As a technologist, my instincts were to spend a few weeks to write a software MVP that could provide cost recommendations. But the more I defined the software requirements, the more I realized how much I didn’t know about the problem. E.g. What questions did I need to ask customers about their cloud usage? What did I need access to from cloud providers in order to get the data required to drive insights? What format should I use for presenting the recommendations?
It didn’t take long before I finally got around to asking the question I should have started with: what is the real M in my MVP? As much as I like to say that Eric Ries’s Lean Startup is just the marketing version of Steven Blank’s The Four Steps to the Epiphany, his book definitely had an impact on me. While the Four Steps helped reveal the secrets that had eluded me around managing product development risk through continuous customer engagement, Lean Startup gave me the inspiration of real world examples. For example there is the story of Drew Houston, the founder of Dropbox. When Drew was testing his critical assumption - that a superior user experience in file sharing was a game changer - he didn’t bother to invest in the costly and time intensive effort to build a software MVP. Instead Drew mocked up a simple demo and asked customers to join his beta. The result: clear and compelling validation of the demand for an easy to use file sharing service.
Over the next day I pivoted from a software MVP to a much simpler idea: me as a service.

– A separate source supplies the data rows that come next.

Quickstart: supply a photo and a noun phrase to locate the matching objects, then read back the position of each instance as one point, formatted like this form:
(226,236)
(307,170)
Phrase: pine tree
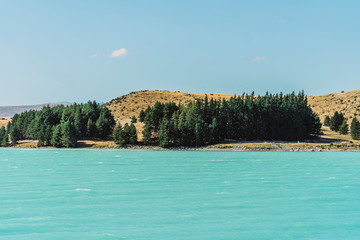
(14,134)
(164,133)
(355,129)
(90,128)
(142,116)
(133,134)
(56,136)
(344,128)
(3,136)
(68,135)
(147,134)
(102,126)
(133,119)
(327,121)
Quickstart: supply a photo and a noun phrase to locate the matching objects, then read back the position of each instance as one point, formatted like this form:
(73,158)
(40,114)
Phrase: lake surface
(179,195)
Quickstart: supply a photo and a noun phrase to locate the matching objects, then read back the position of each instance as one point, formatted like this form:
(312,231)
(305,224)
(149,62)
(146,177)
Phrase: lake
(70,194)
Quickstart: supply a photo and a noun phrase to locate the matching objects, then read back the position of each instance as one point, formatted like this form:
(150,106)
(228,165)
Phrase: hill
(9,111)
(124,107)
(346,102)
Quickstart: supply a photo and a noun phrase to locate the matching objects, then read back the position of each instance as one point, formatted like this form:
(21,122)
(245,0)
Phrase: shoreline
(243,147)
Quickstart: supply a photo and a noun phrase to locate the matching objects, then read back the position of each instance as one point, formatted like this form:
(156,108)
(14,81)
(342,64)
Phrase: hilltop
(346,102)
(10,111)
(124,107)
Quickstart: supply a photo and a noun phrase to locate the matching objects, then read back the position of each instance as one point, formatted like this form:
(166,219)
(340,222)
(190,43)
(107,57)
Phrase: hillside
(131,104)
(9,111)
(347,102)
(126,106)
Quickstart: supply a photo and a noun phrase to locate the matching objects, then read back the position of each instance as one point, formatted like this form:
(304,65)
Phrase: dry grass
(131,104)
(348,103)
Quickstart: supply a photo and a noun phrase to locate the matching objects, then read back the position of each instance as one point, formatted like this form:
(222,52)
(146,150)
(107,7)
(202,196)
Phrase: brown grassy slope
(4,121)
(126,106)
(131,104)
(348,103)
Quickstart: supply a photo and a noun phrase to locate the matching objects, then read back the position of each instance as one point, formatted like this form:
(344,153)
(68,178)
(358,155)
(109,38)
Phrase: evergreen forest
(246,117)
(60,126)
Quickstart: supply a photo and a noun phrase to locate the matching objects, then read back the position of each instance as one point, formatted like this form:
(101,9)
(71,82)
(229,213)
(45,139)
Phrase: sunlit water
(178,195)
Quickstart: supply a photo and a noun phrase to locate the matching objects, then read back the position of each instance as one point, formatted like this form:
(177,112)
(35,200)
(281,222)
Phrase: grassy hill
(126,106)
(347,102)
(9,111)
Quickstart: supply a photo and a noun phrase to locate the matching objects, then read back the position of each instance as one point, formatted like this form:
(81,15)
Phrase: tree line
(339,123)
(204,121)
(60,126)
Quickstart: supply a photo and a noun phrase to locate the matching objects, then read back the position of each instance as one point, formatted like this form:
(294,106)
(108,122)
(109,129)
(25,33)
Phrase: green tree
(14,134)
(164,133)
(56,136)
(344,127)
(90,128)
(132,134)
(147,134)
(118,135)
(68,134)
(355,129)
(336,121)
(3,137)
(133,119)
(327,121)
(142,116)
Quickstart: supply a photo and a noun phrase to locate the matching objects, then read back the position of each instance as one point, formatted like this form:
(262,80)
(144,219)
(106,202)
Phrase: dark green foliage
(132,134)
(327,121)
(344,127)
(68,134)
(355,129)
(164,131)
(336,121)
(142,116)
(56,136)
(126,135)
(133,119)
(269,117)
(90,120)
(15,134)
(118,135)
(4,142)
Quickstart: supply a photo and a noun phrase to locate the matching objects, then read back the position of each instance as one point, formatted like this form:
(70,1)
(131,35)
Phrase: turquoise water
(178,195)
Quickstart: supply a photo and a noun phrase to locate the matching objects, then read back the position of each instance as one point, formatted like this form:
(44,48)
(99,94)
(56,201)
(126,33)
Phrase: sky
(53,51)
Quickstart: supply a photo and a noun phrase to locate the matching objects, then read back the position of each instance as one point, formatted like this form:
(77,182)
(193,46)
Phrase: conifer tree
(68,134)
(142,116)
(327,121)
(355,129)
(147,133)
(133,119)
(344,127)
(132,134)
(164,133)
(56,136)
(90,128)
(3,136)
(118,134)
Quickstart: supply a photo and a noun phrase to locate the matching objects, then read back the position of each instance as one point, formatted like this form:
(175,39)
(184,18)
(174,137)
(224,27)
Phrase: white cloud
(255,59)
(119,52)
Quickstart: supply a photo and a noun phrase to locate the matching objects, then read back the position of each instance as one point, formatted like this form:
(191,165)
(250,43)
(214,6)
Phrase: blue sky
(79,50)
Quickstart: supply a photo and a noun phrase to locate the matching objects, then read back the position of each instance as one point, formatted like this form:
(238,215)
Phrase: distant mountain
(10,111)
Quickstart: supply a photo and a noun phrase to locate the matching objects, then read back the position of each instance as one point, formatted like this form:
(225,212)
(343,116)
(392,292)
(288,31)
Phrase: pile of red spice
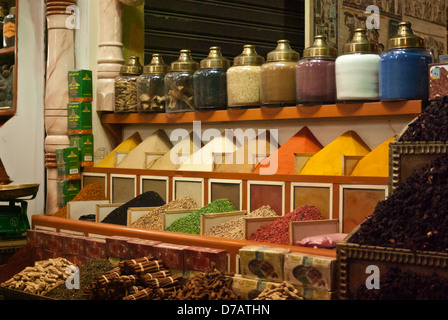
(278,231)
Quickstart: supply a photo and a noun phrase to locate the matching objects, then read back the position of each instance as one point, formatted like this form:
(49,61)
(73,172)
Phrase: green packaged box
(68,163)
(80,87)
(67,190)
(84,142)
(79,115)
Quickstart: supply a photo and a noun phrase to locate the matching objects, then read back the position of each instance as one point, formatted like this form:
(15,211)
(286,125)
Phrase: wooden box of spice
(172,255)
(260,262)
(118,247)
(360,267)
(95,248)
(139,248)
(202,258)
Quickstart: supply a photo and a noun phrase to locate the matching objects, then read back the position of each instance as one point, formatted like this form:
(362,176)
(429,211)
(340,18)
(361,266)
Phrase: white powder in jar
(243,86)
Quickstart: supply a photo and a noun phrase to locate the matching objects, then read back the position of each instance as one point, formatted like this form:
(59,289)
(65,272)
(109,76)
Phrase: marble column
(60,60)
(110,57)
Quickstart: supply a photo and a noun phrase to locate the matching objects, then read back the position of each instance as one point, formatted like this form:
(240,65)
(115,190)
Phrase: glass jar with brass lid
(404,66)
(243,79)
(278,78)
(126,86)
(210,81)
(151,86)
(315,73)
(357,69)
(179,84)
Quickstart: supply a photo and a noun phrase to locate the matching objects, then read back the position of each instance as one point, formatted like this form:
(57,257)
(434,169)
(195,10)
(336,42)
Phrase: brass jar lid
(185,62)
(320,49)
(249,57)
(283,52)
(157,65)
(360,43)
(405,38)
(215,60)
(132,67)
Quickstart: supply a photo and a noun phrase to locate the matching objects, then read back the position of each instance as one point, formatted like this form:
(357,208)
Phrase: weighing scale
(13,209)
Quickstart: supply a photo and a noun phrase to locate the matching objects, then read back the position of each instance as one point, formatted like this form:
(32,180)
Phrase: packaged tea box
(80,87)
(84,143)
(79,116)
(68,163)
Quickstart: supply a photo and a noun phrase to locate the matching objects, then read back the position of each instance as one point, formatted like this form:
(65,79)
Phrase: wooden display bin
(298,230)
(354,259)
(208,220)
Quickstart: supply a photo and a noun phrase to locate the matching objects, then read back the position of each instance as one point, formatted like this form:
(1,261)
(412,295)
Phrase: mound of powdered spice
(90,192)
(278,230)
(191,223)
(120,215)
(234,229)
(415,216)
(153,219)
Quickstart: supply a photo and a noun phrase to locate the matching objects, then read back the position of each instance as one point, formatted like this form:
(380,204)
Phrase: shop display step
(338,110)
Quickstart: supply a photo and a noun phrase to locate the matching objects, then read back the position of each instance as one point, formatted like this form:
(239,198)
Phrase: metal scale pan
(13,216)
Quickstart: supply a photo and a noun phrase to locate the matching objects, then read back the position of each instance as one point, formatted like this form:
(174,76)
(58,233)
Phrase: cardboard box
(95,248)
(74,245)
(85,145)
(79,116)
(249,289)
(68,163)
(139,248)
(172,255)
(67,190)
(310,271)
(264,263)
(202,258)
(80,86)
(117,247)
(438,80)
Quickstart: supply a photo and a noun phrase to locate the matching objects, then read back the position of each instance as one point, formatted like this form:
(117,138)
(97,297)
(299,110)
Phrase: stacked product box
(69,174)
(79,115)
(260,266)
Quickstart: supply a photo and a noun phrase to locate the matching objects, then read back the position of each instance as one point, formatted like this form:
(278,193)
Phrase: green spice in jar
(278,76)
(243,79)
(151,86)
(126,86)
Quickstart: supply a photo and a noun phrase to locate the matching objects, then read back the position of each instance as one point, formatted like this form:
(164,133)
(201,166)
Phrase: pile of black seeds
(146,199)
(87,273)
(431,125)
(415,216)
(399,284)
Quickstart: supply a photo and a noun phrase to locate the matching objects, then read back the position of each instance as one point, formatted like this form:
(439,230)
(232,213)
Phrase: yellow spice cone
(376,163)
(328,161)
(127,145)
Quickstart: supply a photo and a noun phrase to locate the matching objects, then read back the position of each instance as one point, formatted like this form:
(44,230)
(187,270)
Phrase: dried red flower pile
(278,231)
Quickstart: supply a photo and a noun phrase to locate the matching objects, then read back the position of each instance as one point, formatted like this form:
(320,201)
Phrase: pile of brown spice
(90,192)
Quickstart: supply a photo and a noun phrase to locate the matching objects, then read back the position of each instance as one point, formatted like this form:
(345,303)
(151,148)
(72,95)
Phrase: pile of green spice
(87,273)
(191,223)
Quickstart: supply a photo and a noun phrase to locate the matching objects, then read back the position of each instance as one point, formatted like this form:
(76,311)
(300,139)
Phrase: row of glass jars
(400,72)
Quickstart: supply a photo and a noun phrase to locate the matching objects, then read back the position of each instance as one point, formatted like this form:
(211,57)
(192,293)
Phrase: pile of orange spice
(90,192)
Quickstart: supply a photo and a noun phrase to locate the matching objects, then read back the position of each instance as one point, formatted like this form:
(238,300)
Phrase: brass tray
(11,192)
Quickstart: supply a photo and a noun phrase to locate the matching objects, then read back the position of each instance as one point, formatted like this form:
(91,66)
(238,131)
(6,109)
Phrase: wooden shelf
(339,110)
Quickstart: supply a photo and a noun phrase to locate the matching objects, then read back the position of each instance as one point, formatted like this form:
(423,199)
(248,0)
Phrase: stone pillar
(60,60)
(110,57)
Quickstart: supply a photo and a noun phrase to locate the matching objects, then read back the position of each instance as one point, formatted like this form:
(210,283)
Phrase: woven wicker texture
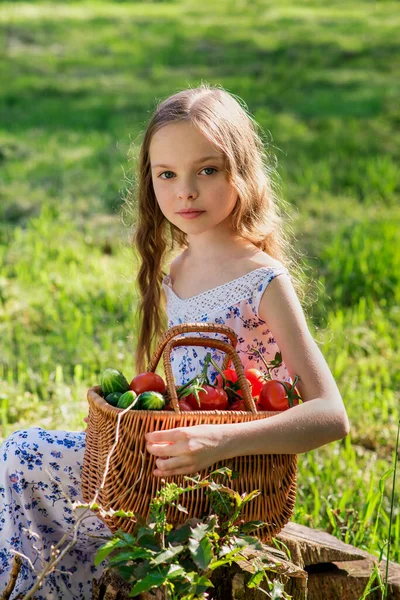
(130,483)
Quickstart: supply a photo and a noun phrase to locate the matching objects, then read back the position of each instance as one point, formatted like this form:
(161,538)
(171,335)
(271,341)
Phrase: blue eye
(205,168)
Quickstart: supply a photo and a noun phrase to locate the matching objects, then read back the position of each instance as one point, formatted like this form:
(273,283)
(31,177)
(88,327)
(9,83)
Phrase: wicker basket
(273,474)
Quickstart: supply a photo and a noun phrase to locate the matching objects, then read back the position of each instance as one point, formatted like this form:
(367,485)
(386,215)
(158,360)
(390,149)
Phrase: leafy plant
(183,559)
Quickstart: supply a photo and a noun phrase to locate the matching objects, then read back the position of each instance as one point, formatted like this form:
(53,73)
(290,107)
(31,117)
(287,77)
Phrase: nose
(187,191)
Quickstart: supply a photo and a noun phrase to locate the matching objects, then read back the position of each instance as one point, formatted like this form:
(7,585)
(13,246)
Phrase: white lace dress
(234,304)
(34,513)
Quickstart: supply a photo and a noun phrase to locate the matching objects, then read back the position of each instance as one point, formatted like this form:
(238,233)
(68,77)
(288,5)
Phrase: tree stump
(320,567)
(336,571)
(229,581)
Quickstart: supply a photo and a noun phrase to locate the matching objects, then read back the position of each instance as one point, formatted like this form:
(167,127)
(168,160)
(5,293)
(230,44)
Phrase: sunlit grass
(79,83)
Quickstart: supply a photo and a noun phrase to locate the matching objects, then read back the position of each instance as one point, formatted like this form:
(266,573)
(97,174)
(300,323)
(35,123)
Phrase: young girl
(204,189)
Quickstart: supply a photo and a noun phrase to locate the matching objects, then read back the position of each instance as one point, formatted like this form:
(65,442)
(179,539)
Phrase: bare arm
(321,418)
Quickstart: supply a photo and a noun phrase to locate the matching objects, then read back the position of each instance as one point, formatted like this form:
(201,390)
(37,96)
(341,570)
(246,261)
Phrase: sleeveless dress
(34,513)
(234,304)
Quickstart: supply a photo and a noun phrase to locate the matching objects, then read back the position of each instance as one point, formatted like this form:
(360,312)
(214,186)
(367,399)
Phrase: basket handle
(232,355)
(191,327)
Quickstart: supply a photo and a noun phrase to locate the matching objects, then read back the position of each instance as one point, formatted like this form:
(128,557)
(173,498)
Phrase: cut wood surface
(320,567)
(336,571)
(312,546)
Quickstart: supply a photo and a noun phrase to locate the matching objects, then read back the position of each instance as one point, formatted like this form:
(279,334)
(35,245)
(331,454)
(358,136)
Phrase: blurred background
(78,83)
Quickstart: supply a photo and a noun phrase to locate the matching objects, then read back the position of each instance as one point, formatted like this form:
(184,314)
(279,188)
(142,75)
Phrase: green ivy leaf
(167,555)
(247,497)
(106,549)
(201,530)
(201,552)
(131,554)
(255,579)
(251,526)
(152,579)
(228,558)
(181,534)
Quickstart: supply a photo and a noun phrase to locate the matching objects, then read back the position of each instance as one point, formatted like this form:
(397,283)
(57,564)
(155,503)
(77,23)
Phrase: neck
(205,247)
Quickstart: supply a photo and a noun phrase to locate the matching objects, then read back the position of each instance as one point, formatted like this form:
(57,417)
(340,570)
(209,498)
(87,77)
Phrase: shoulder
(280,308)
(174,266)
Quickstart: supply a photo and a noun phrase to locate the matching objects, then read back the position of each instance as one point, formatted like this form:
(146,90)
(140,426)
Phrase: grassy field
(78,82)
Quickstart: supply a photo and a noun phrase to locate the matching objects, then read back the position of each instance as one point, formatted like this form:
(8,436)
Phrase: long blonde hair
(224,120)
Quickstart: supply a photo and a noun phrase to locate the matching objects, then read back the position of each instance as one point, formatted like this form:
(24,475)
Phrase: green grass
(78,84)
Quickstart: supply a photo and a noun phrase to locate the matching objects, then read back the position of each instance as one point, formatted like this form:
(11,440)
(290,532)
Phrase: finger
(171,463)
(188,470)
(168,435)
(162,449)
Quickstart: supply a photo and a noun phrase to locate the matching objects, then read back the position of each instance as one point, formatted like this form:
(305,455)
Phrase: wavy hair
(258,216)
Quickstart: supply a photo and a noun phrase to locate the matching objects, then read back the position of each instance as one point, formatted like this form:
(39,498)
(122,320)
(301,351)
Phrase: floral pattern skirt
(35,513)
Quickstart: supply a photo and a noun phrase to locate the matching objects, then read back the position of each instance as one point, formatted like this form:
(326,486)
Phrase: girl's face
(188,172)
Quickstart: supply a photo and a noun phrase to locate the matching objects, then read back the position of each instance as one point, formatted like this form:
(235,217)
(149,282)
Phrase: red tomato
(148,382)
(255,378)
(273,397)
(211,398)
(238,405)
(230,375)
(184,406)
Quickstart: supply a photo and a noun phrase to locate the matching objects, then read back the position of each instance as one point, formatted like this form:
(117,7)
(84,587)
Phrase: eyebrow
(211,157)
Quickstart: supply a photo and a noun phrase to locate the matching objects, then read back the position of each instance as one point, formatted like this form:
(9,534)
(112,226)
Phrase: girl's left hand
(186,450)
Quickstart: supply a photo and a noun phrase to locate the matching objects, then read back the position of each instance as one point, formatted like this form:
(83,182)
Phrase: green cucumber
(128,399)
(113,380)
(113,398)
(150,401)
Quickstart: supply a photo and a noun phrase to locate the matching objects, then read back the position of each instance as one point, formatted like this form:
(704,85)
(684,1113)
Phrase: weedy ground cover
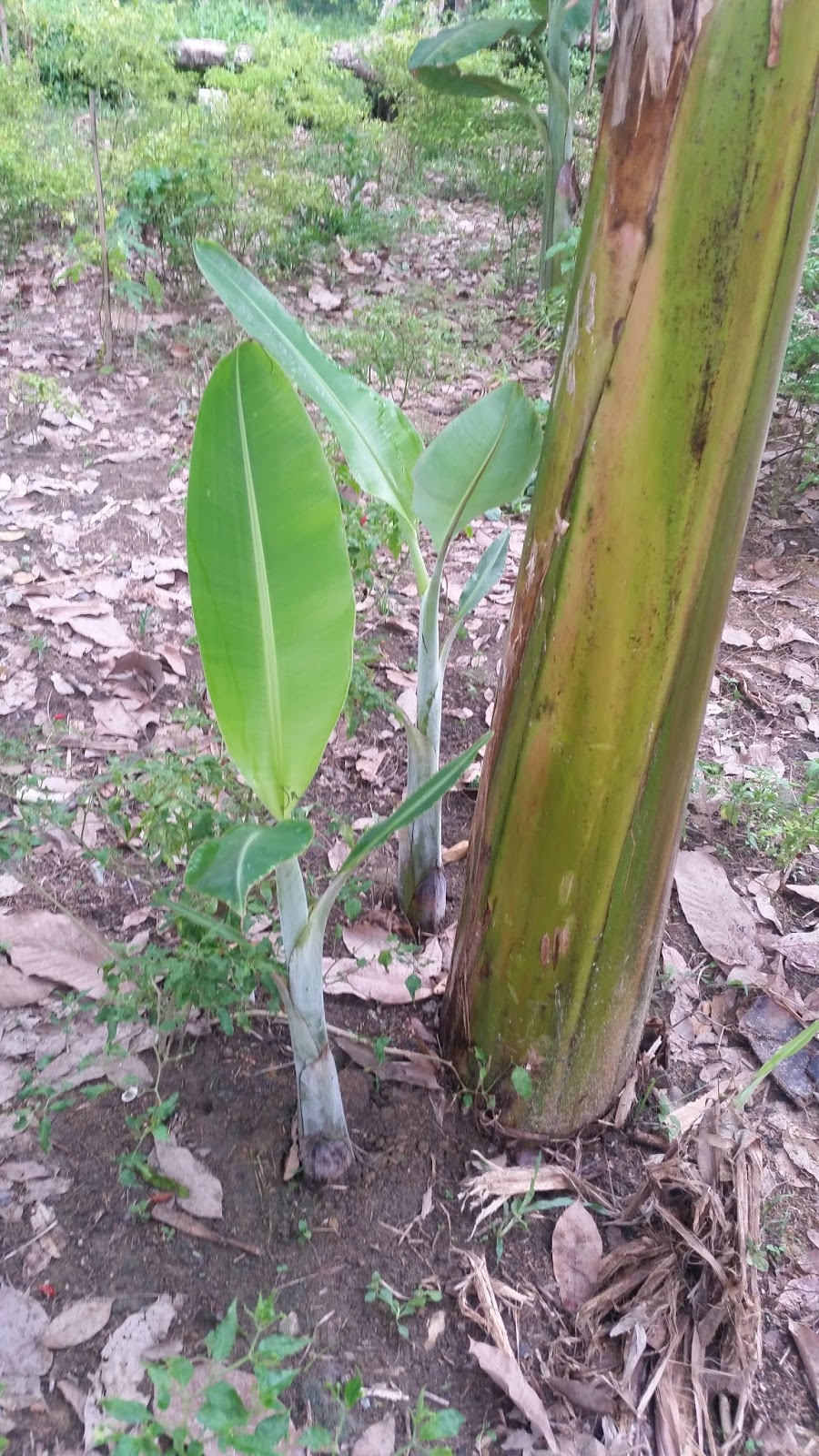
(189,968)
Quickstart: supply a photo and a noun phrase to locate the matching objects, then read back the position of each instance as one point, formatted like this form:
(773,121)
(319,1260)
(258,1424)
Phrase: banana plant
(479,462)
(274,611)
(551,33)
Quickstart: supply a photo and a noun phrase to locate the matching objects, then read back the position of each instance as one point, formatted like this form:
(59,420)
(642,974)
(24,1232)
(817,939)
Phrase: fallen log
(383,104)
(201,55)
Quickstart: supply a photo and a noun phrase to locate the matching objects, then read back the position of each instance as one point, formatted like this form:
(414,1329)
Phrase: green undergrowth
(261,167)
(775,817)
(245,1398)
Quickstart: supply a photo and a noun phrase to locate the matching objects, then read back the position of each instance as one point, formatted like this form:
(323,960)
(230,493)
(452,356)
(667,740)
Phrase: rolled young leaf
(229,866)
(450,80)
(486,575)
(416,804)
(482,459)
(270,575)
(379,443)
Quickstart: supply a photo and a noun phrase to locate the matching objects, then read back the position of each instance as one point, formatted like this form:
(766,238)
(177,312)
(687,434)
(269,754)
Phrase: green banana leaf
(411,808)
(229,866)
(450,80)
(486,575)
(379,441)
(482,459)
(270,575)
(458,41)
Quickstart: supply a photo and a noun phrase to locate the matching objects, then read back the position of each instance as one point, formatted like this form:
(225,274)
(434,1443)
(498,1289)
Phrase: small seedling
(477,463)
(401,1307)
(519,1210)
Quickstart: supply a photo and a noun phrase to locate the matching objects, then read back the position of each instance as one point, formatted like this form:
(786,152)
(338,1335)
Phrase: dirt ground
(95,666)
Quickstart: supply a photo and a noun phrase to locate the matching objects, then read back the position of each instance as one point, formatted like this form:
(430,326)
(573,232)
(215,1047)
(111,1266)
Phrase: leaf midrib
(324,389)
(270,654)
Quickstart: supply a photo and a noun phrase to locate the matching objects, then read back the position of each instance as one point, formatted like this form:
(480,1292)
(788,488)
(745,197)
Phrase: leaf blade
(457,43)
(480,460)
(486,575)
(416,804)
(270,575)
(378,440)
(230,865)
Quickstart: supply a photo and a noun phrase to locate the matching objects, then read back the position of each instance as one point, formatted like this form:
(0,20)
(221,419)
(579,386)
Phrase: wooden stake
(5,51)
(106,300)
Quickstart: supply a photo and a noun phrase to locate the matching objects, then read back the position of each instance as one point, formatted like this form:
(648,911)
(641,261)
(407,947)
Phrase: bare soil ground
(96,667)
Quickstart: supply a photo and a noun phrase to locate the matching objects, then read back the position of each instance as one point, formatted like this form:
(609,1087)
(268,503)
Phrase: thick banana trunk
(698,217)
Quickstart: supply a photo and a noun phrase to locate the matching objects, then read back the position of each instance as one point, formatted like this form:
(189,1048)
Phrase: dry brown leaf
(722,921)
(736,637)
(104,631)
(324,298)
(77,1322)
(369,763)
(504,1370)
(140,670)
(806,1341)
(800,948)
(577,1252)
(18,693)
(22,1354)
(387,967)
(48,950)
(121,1372)
(205,1188)
(376,1441)
(186,1223)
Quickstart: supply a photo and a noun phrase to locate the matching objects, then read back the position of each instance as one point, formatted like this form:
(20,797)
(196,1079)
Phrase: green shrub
(44,162)
(114,48)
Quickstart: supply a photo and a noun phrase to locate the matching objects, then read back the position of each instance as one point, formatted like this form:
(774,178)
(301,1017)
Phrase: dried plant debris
(681,1295)
(665,1349)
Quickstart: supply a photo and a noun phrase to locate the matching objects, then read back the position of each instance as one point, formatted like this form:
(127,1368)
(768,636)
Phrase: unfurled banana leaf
(229,866)
(486,575)
(379,441)
(270,575)
(460,41)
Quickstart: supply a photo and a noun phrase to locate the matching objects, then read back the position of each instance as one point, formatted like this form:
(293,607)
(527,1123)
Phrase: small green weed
(518,1212)
(395,347)
(188,1392)
(774,1234)
(401,1307)
(365,696)
(777,819)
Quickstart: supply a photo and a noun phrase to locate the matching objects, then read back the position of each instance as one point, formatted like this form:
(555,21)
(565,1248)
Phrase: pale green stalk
(324,1140)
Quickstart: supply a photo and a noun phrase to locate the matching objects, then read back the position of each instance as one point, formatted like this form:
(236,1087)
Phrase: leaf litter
(120,703)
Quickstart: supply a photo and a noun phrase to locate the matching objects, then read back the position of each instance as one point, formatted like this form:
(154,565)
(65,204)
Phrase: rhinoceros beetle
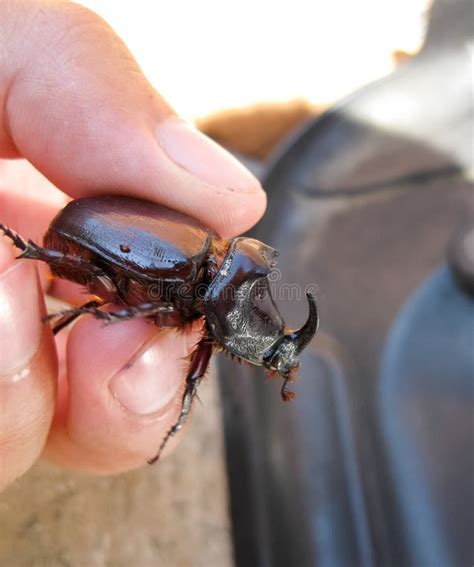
(167,267)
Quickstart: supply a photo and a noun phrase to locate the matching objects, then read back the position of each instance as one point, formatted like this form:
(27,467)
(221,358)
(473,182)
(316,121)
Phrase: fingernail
(20,314)
(203,158)
(153,377)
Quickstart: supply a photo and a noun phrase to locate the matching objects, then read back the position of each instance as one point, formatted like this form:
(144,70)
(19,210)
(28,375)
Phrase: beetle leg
(92,307)
(57,260)
(286,395)
(199,362)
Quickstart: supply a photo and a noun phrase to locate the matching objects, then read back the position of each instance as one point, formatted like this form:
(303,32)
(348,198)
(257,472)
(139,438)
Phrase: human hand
(77,108)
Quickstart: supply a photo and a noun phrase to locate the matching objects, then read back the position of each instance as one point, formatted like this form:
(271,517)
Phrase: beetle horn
(302,336)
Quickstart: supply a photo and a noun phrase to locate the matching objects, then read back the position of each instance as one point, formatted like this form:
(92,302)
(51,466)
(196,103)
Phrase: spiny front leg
(199,362)
(59,261)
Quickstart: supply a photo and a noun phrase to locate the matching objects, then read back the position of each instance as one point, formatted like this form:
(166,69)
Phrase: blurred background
(358,118)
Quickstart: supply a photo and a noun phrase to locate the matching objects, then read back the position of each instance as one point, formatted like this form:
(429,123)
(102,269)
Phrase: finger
(123,393)
(78,107)
(27,367)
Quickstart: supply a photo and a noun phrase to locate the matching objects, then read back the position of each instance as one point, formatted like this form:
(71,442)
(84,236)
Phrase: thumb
(77,106)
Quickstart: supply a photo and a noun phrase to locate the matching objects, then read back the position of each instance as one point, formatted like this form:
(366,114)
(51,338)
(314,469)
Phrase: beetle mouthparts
(303,336)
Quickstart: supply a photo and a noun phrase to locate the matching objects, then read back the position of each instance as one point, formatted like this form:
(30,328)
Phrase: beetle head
(283,357)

My new MVP would engage five companies in a white glove concierge service to optimize their costs. I would work directly with the person who owned the cloud costs - often the VP of engineering or CTO - to understand their challenges and make recommendations. I didn’t even bother to figure out exactly what tools and technologies I would use to derive recommendations, trusting instead that like Bill O’Reilly, I would “do it live.”
The end result was one of my more successful Lean experiments in the formation of my startup. I provided a valuable service to a handful of Boston-based technology companies, validated my two critical assumptions, and learned a tremendous amount about cloud cost optimization - all in less than two weeks. While much of my work was done using spreadsheets, I did find myself writing software scripts to help along the way. These scripts were the beginning of what would eventually become my software product.
Entrepreneurs and product leaders have a natural instinct to over-engineer their MVPs. In their goal to get to the software solution they know needs to be built, they too often forget that gaining validated learning by the fastest and least expensive route should be their singular mission. Sometimes, the M in MVP is not much more than the basics of validated learning: you, a customer and a problem.